Dr Desmond-Hellmann: Coming into the university, it was 2009—right on the heels of a terrible recession. UCSF is a public university, so when I started I was under water. I didn't know as much about academia as I wished I knew—for example, how things really work—so I had a steep learning curve. We lacked money and resources. I needed to focus right away and was scrambling to make sure that we were going to be okay financially. I was working with the academic medical center and all of its programs to make sure that we weren't losing faculty or losing our excellence as a result of these fiscal constraints. I wanted to be able to say in leaving the university in 2014 that I Ieft it a better place, and I feel very confident that it's a better place.

Returning to Global Public Health

Dr Topol: Then you got a call from Bill and Melinda Gates, and they say, "We want you to run the Gates Foundation." Was that something that you were thinking of going back to—a kind of global health mission?
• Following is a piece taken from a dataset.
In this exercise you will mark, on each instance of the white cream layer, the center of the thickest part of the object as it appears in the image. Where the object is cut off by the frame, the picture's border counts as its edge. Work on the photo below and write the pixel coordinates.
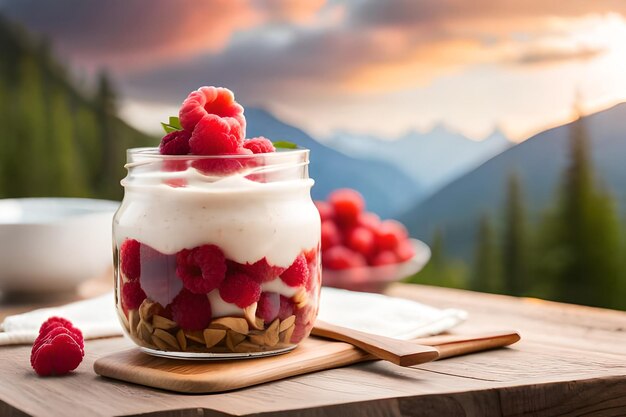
(246, 219)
Dr Desmond-Hellmann: That was not the plan in any way. It was not on the life plan or the career plan. But a couple of things made a big difference. There's something deeply profound about what Bill and Melinda are trying to accomplish with their foundation and Warren Buffett's support. That's why I made the decision to leave UCSF, which was excruciating. It was gut-wrenching. I was driving both Bill and Melinda (and myself) crazy over this decision. It was a hard decision, because I love UCSF and am passionate about the work, but the Gates Foundation is deeply serious about inequity. They have a way of taking this vision, which is that all lives have equal value, and profoundly trying to make that real. No matter where you're born, who your mom and dad are, or what your conditions of coming into the world are, you should have a chance to have a healthy and productive life.
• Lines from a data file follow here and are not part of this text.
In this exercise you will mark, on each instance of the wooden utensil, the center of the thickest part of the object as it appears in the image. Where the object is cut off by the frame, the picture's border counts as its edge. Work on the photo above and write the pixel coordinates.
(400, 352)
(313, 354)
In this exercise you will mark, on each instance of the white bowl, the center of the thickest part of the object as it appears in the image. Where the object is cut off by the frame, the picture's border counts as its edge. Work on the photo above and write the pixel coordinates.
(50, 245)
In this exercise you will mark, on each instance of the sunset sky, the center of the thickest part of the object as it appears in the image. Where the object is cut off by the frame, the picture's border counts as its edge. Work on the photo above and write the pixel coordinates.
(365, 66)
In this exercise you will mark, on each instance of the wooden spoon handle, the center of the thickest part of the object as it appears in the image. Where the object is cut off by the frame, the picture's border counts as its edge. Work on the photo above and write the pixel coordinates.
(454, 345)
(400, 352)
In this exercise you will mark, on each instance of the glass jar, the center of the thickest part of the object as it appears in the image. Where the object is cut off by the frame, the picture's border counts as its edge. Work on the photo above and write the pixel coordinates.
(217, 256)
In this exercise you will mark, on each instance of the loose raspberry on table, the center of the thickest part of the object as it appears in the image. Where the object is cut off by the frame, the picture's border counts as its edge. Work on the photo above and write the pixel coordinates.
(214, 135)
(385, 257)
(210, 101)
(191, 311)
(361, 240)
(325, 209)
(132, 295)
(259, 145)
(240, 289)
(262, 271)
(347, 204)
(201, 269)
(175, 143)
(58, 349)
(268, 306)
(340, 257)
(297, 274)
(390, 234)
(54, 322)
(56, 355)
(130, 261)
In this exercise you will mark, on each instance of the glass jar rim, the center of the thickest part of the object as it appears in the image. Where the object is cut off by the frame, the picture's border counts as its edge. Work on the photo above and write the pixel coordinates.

What does that mean? In the United States, that means supporting education. For a long time in the United States, education has been the great equalizer. Regardless of how you were born, you would have every opportunity in the world. So education is our focus as a foundation in the United States. Outside of the United States, it's health. Global health is extremely important to the foundation, and that's some of what I wrote about in [my recent CEO] letter. Increasingly, however, it goes beyond health. We support agriculture outside the United States because we would like to help smallholder farmers be more productive, so that the farmer can feed his or her family and maybe make some money.

We also invest in mobile money, water sanitation, and hygiene. We're known for our toilet fairs and innovation on toilets. What all of these have in common is that everyone has a chance at a healthy and productive life.
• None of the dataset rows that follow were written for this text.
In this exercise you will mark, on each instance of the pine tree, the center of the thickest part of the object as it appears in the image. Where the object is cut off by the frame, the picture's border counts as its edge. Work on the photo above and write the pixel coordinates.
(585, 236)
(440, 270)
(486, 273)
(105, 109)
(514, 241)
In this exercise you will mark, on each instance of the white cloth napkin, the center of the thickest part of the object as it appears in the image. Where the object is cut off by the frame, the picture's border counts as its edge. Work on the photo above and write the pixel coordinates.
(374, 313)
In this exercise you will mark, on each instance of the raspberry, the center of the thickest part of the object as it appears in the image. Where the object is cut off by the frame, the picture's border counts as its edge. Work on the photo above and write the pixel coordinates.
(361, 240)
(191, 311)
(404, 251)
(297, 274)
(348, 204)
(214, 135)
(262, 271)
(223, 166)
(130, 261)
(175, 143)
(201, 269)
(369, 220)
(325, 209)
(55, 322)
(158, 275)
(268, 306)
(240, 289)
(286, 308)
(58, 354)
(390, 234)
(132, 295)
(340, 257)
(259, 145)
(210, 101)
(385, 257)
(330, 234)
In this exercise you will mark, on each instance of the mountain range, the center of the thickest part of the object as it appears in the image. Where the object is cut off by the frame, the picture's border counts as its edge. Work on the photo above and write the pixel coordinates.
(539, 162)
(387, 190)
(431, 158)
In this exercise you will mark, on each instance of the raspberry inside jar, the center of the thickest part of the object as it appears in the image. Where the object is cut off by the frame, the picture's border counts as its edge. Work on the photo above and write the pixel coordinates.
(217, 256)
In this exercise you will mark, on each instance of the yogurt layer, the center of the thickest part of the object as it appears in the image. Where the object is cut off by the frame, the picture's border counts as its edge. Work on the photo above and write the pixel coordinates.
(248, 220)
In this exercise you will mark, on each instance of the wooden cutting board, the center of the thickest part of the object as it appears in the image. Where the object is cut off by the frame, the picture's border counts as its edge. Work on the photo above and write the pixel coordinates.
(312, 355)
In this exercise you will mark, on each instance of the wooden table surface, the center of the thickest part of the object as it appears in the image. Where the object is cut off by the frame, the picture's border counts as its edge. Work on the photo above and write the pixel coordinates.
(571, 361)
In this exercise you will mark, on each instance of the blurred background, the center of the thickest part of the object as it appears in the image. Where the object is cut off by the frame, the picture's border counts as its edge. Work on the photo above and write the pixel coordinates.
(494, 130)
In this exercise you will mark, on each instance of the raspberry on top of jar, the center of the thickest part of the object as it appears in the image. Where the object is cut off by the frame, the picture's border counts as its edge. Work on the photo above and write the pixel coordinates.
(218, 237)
Dr Topol: You have made pretty remarkable headway in a short period of time. There is no polio in Africa; polio is found only in Pakistan and Afghanistan now.

Dr Desmond-Hellmann: Progress is being made. The global health community has really changed since my days in Uganda, and I think this is worth celebrating. Fewer people in the world are poor. In 2015, Bill and Melinda put out a series of big bets. They sent out a letter in early 2015, and their biggest bet was that progress in the next 15 years (by 2030) would lift more people out of poverty than at any other time in human history. That's pretty profound. They are optimistic about that, because we're making so much progress.

Polio is a good example. When I joined the foundation, Nigeria, Pakistan, and Afghanistan were the three difficult countries in the world where wild polio still existed. With our partners, we committed to having a vaccination health surge in Nigeria. If the African continent becomes wild polio–free, then the world could turn its attention to Pakistan and Afghanistan. Africa and Nigeria now have been polio-free for 21 months. But no one is celebrating. We're still deeply concerned about coverage and vaccination in the continent of Africa, and nobody's taking their eye off of that. The way polio works is that you get certified as polio-free after 3 years by the World Health Organization. But that success in Nigeria allowed us to focus on Pakistan and Afghanistan. As of about 2 weeks ago, there had been 14 cases in the world this year. So we are literally end-game on polio. The only human disease that has ever been eradicated in the world is smallpox, and that was in 1979.